Eğitim Bir Sen İstanbul 2 Nolu Şubesi tarafından düzenlenen programda Özgür-Der Genel Başkanı Rıdvan Kaya’nın sunumu ile İslami Şahsiyetin İnşası kitabı ele alındı.
Kaya, “Modern hayat tarzı en temelde bencilliği besliyor, bencilleşen ve fıtratından uzaklaşan insanlar müstağnileşiyor.” diyerek, aynı oranda huzursuzluğun da arttığını ifade etti.
Bencilliğin yalnızca kişisel düzeyde bireyler arasında yaşanmadığını anlatan Kaya, toplumsal düzeyde de farklı şekillerde ortaya çıktığını, örneğin Suriyelilerin bir şekilde alt ya da hakir görüldüğünü hatırlattı.
Ortaya çıkan sapmanın ölçü koyma noktasında göründüğünü kaydeden Kaya, iyi ve kötünün ölçüsü, adalet ve zulmün ne olduğu gibi konuların vahiy ile saptanması gerektiğini ancak maalesef hududullahın dışına taşan insanların nefislerini ölçü aldığını bildirdi.

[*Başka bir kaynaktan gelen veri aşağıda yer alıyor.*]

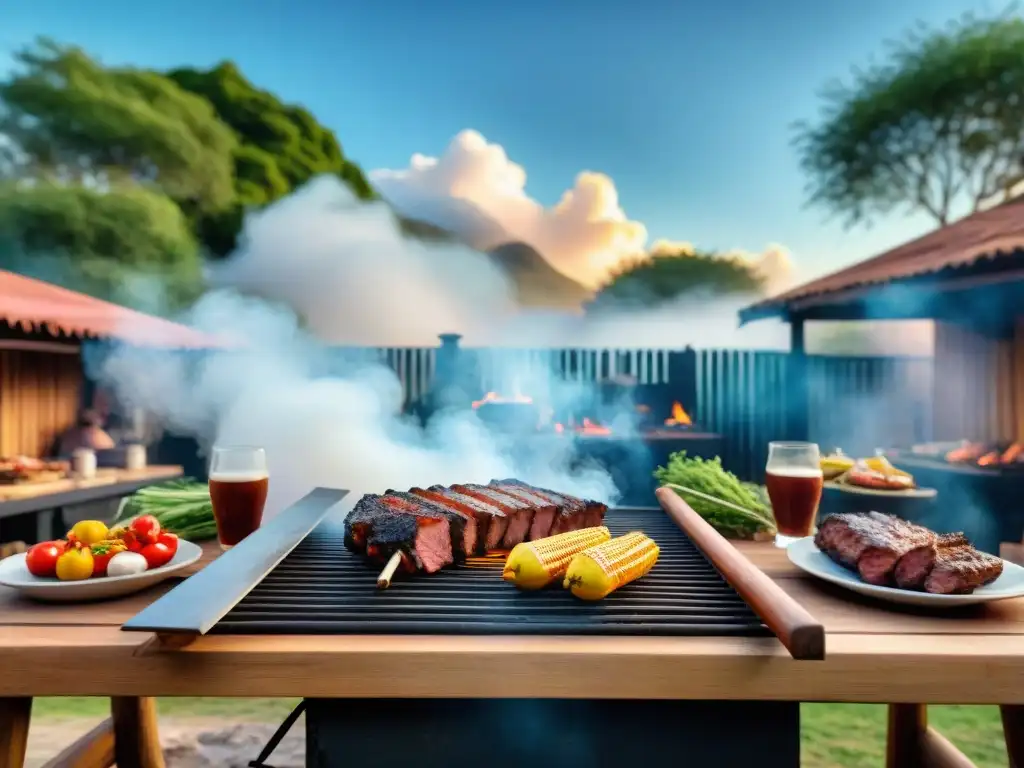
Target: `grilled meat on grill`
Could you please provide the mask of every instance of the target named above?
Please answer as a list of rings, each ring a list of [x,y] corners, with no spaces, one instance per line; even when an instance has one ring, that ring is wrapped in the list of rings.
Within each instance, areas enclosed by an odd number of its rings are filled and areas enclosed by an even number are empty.
[[[551,534],[551,524],[555,521],[555,515],[559,513],[560,509],[557,504],[531,492],[526,486],[492,480],[490,487],[509,496],[514,496],[533,508],[533,522],[530,524],[527,539],[536,541]]]
[[[416,496],[412,492],[387,490],[384,492],[385,501],[388,499],[403,499],[410,504],[419,505],[431,512],[443,515],[448,520],[452,537],[452,555],[456,562],[462,562],[467,555],[473,554],[476,545],[476,520],[473,516],[462,512],[447,504],[442,504],[432,499]]]
[[[413,493],[417,496],[424,495],[424,492],[418,488],[414,488]],[[477,527],[482,531],[481,535],[477,537],[477,549],[481,554],[501,546],[501,539],[505,535],[505,529],[508,528],[508,517],[497,505],[481,501],[465,493],[459,493],[451,488],[445,488],[443,485],[432,485],[426,493],[440,496],[453,503],[457,502],[463,508],[472,510],[472,514],[476,516]]]
[[[556,493],[555,491],[550,491],[547,488],[538,488],[533,485],[528,485],[522,480],[491,480],[491,485],[513,485],[525,488],[531,493],[548,499],[553,504],[556,504],[559,508],[559,514],[551,525],[550,535],[552,536],[557,533],[565,533],[567,531],[576,531],[580,528],[591,528],[601,525],[604,523],[605,512],[608,511],[608,505],[602,504],[599,501],[578,499],[575,496]]]
[[[979,552],[966,541],[942,547],[924,582],[924,591],[936,595],[966,595],[991,584],[1003,572],[1003,561]]]
[[[855,570],[869,584],[967,594],[1003,571],[998,557],[979,552],[962,533],[934,532],[878,512],[825,518],[814,537],[818,549]]]
[[[345,546],[373,562],[401,552],[406,571],[439,571],[452,563],[448,517],[395,496],[367,494],[345,518]]]
[[[401,552],[405,571],[433,573],[527,538],[601,525],[606,510],[519,480],[388,490],[356,503],[345,519],[345,546],[379,564]]]
[[[494,504],[505,513],[508,517],[508,528],[505,529],[505,535],[501,540],[504,549],[512,549],[516,544],[526,540],[526,534],[530,532],[530,525],[533,523],[533,507],[528,503],[487,485],[453,485],[452,490]]]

Kaya, “Allah'a çağıran, iyi ve yararlı iş yapan ve ‘Muhakkak ki ben Müslümanlardanım’ diyenden daha güzel sözlü kim olabilir.” ayetini hatırlatarak, bu ayetin Müslümanları geçmişten geleceği bir topluluğa ait kıldığını ancak bu mefhumun öyle ya da böyle örtüldüğünü söyledi.
Müslümanların sevinmesi, üzülmesi ya da öfkelenmesinin de Allah için olduğunu vurgulayan Kaya, bunun bir imtiyaz olduğunu anlattı.
Kaya kişisel nedenlerle ihtilafa düşmenin Müslümanlar açısından kötü bir durum olduğunun altını çizerek, nefse tabi olunduğu durumlarda bu konunun ortaya çıktığını, Allah’ın dinine düşmanlığın affedilemeyeceğini lakin nefislerimize yönelen kusurların bağışlanması gerektiğini söyledi.
“Kendimize dönük haksızlıkları affedebiliriz lakin Allah’ın dinine yönelen düşmanlıklara karşı buğz etmeliyiz.” diyen Kaya, en hayırlı amelin Hz Peygamber’in belirttiği üzere Allah için sevmek ya da Allah için öfkelenmek olduğunu anımsattı.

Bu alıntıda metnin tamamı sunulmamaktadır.